The first author thanks the members of the LOA and Christopher Welty for the interesting discussions related to some ideas mentioned in this article.

7. References

V. R. Benjamins, D. Fensel, A. Gomez-Perez, S. Decker, M. Erdmann, E. Motta and M. Musen (1998). Knowledge Annotation Initiative of the Knowledge Acquisition Community: (KA)2. Proc. of the 11th Banff Knowledge Acquisition for Knowledge Based System Workshop (KAW98), Banff, Canada, April 18-23, 1998.
The ontology is at http://ontobroker.semanticweb.org/ontologies/ka2-onto-2000-11-07.flo.

W.D. Hillis (2004). "Aristotle" (The Knowledge Web). Edge Foundation, Inc., No 138, May 6, 2004.

Ph. Martin (2003a). Knowledge Representation, Sharing and Retrieval on the Web. Chapter of a book titled "Web Intelligence", (Eds.: N. Zhong, J. Liu, Y. Yao), Springer-Verlag, Jan. 2003.

Ph. Martin (2003b). Correction and Extension of WordNet 1.7. Proc. of ICCS 2003 (Dresden, Germany, July 2003), Springer Verlag, LNAI 2746, 160-173.

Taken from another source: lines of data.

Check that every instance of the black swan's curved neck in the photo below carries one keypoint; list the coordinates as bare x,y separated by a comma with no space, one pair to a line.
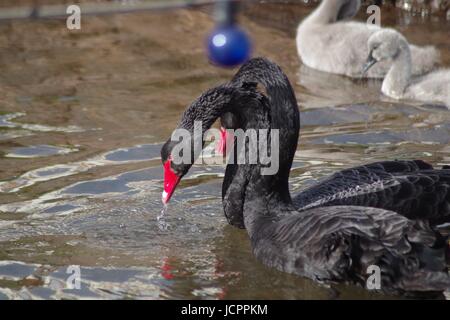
284,113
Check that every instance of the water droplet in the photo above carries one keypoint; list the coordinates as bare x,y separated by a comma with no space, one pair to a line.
162,224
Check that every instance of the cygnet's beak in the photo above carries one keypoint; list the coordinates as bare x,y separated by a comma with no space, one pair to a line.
369,63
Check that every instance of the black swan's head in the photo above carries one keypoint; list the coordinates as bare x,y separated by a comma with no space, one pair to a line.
181,150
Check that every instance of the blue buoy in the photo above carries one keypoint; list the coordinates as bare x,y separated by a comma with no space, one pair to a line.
229,46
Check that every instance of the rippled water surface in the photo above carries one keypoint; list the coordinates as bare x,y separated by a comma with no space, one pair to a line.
82,118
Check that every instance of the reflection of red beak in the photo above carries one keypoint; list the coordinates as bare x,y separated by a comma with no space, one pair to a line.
221,146
170,181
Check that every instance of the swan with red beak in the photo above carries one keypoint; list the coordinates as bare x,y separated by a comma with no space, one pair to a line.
214,103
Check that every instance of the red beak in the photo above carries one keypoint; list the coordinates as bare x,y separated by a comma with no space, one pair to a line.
170,181
221,146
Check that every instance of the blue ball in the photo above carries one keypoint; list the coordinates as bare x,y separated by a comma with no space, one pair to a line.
229,46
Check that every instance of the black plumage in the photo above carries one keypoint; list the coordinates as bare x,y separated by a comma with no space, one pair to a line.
322,241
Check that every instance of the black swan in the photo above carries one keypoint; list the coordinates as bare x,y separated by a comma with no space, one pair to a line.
332,243
411,188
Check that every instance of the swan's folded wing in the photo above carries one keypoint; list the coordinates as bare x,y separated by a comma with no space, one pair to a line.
411,188
342,242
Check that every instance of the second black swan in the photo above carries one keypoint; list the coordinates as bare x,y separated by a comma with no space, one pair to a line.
328,243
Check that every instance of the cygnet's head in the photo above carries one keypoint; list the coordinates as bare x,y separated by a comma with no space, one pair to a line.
384,44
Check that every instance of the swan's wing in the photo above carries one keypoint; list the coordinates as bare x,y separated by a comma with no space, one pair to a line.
342,242
411,188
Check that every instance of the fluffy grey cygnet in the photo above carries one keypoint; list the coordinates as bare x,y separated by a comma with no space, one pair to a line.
325,41
390,46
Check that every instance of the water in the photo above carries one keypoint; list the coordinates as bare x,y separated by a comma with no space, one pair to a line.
162,224
83,116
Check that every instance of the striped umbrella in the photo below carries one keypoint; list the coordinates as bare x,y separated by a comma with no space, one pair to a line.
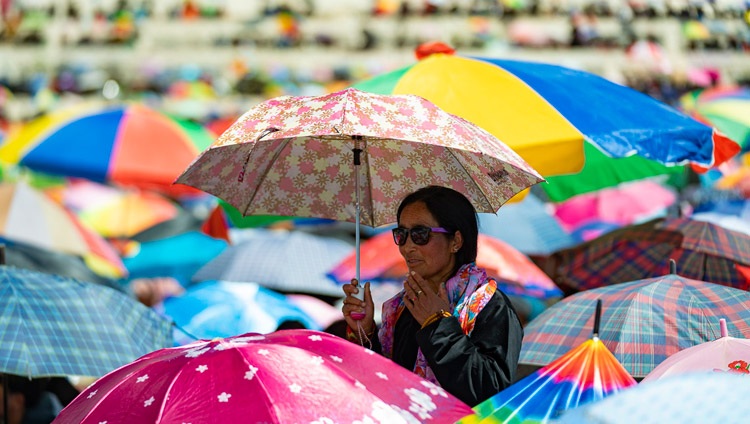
643,321
55,326
545,112
700,249
585,374
127,144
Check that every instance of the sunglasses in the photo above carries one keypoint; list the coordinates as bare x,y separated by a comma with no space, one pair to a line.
419,235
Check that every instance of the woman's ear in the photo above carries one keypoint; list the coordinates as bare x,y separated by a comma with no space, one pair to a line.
457,242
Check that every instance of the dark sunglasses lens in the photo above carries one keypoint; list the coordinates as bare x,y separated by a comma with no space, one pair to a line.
420,235
399,236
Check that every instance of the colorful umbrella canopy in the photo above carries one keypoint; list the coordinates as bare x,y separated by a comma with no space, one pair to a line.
114,212
701,250
528,226
515,272
123,144
729,354
56,326
685,399
223,309
286,376
510,98
643,322
623,204
725,107
286,261
29,216
586,374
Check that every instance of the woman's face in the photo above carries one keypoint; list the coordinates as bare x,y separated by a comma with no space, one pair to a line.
435,260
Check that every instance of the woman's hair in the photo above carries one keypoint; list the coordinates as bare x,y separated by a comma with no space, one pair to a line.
454,212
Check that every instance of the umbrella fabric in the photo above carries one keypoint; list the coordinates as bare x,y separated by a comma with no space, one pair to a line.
643,322
510,98
528,226
515,272
26,256
293,156
728,354
624,204
586,374
56,326
725,107
178,256
701,250
283,377
124,144
114,212
28,216
687,399
286,261
223,309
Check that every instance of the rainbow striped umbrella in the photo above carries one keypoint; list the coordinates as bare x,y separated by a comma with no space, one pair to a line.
545,112
588,373
727,108
127,144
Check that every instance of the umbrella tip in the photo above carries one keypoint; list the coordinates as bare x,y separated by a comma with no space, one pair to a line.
432,47
597,317
723,327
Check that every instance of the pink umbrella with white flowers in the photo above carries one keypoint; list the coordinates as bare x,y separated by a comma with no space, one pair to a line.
289,376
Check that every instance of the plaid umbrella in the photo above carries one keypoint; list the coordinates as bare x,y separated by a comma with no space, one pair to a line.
55,326
701,251
286,261
643,322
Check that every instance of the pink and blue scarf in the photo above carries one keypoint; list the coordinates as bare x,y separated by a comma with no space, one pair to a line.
468,292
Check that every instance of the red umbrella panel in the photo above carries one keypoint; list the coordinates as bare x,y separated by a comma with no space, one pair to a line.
516,273
701,250
288,376
124,144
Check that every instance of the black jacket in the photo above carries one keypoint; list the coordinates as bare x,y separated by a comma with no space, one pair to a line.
472,368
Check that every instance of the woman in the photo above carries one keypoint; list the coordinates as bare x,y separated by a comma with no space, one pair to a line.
449,324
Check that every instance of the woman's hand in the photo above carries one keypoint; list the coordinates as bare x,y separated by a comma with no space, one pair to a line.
354,305
421,299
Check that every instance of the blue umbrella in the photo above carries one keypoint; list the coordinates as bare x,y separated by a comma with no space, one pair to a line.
286,261
56,326
177,256
223,309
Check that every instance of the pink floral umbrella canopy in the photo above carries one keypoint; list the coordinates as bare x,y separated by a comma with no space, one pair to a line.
352,156
294,156
289,376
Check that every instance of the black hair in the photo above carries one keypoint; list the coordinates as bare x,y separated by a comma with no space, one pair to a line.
454,212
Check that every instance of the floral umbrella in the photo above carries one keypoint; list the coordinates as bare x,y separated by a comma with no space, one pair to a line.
352,156
289,376
628,134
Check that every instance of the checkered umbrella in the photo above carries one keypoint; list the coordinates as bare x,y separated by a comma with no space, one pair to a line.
642,323
701,250
56,326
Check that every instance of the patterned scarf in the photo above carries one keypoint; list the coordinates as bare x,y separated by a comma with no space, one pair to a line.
468,292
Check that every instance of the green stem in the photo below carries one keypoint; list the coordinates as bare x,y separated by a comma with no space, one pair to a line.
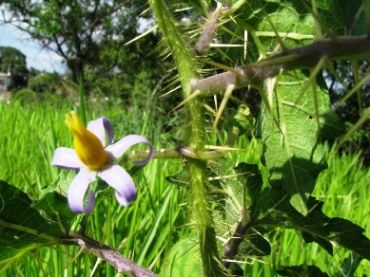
186,67
82,101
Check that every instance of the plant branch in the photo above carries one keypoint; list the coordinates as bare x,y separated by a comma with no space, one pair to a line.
232,245
301,57
111,256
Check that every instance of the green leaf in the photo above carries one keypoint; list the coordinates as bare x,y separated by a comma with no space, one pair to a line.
183,260
301,271
293,148
22,227
349,266
254,244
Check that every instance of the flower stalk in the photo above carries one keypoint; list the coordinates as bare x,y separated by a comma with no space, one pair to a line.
187,70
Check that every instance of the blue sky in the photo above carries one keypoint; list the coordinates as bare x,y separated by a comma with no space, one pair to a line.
37,57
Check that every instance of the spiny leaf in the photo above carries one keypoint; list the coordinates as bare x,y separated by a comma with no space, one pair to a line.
22,228
315,226
293,150
183,260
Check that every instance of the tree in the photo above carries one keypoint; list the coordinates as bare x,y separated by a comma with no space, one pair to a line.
75,30
14,61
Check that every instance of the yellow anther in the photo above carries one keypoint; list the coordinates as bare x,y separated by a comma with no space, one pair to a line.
87,146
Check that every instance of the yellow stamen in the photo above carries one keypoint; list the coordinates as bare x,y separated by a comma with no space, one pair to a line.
87,146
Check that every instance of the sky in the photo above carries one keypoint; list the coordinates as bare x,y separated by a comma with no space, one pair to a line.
37,57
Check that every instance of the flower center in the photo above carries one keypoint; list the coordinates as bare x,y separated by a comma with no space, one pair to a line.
87,146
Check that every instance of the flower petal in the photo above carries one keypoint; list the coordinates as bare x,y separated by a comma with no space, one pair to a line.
77,190
116,177
66,158
99,127
120,147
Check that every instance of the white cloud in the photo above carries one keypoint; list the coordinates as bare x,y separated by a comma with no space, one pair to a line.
37,56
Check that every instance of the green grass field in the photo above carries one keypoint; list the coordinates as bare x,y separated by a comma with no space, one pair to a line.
161,215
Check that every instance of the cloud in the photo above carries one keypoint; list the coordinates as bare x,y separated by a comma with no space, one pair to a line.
37,56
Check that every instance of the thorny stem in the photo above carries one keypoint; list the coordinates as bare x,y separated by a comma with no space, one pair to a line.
186,67
301,57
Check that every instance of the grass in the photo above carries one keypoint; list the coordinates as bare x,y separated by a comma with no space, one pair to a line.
146,230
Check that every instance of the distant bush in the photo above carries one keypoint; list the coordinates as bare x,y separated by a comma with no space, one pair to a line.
45,82
26,96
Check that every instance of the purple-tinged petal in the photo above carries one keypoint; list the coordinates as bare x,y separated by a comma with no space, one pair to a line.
66,158
100,127
116,177
118,148
77,191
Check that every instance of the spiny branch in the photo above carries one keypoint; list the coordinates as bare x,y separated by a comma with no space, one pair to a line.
111,256
301,57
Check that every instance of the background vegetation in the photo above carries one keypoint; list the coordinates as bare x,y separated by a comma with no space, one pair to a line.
298,222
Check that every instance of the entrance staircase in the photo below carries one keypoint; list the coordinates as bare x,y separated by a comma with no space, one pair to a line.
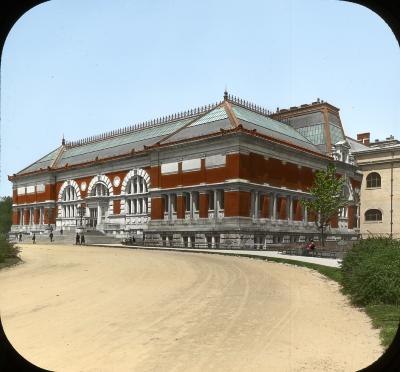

W. Schuler and J.B. Smith (1990). Author's Argumentation Assistant (AAA): A Hypertext-Based Authoring Tool for Argumentative Texts. Proc. of ECHT'90 (INRIA, France, Nov. 1990), Cambridge University Press, 137-151.

D. Skuce and T.C. Lethbridge (1995). CODE4: A Unified System for Managing Conceptual Knowledge. International Journal of Human-Computer Studies, 42, 413-451.
See also the successor / commercial version: Fact Guru.

D.A. Smith (1998). Computerizing computer science. Communications of the ACM, 41(9), 21-23.

C.A. Welty & J. Jenkins (1999). Formal Ontology for Subject. Journal of Knowledge and Data Engineering (Sept. 1999), 31(2), 155-182.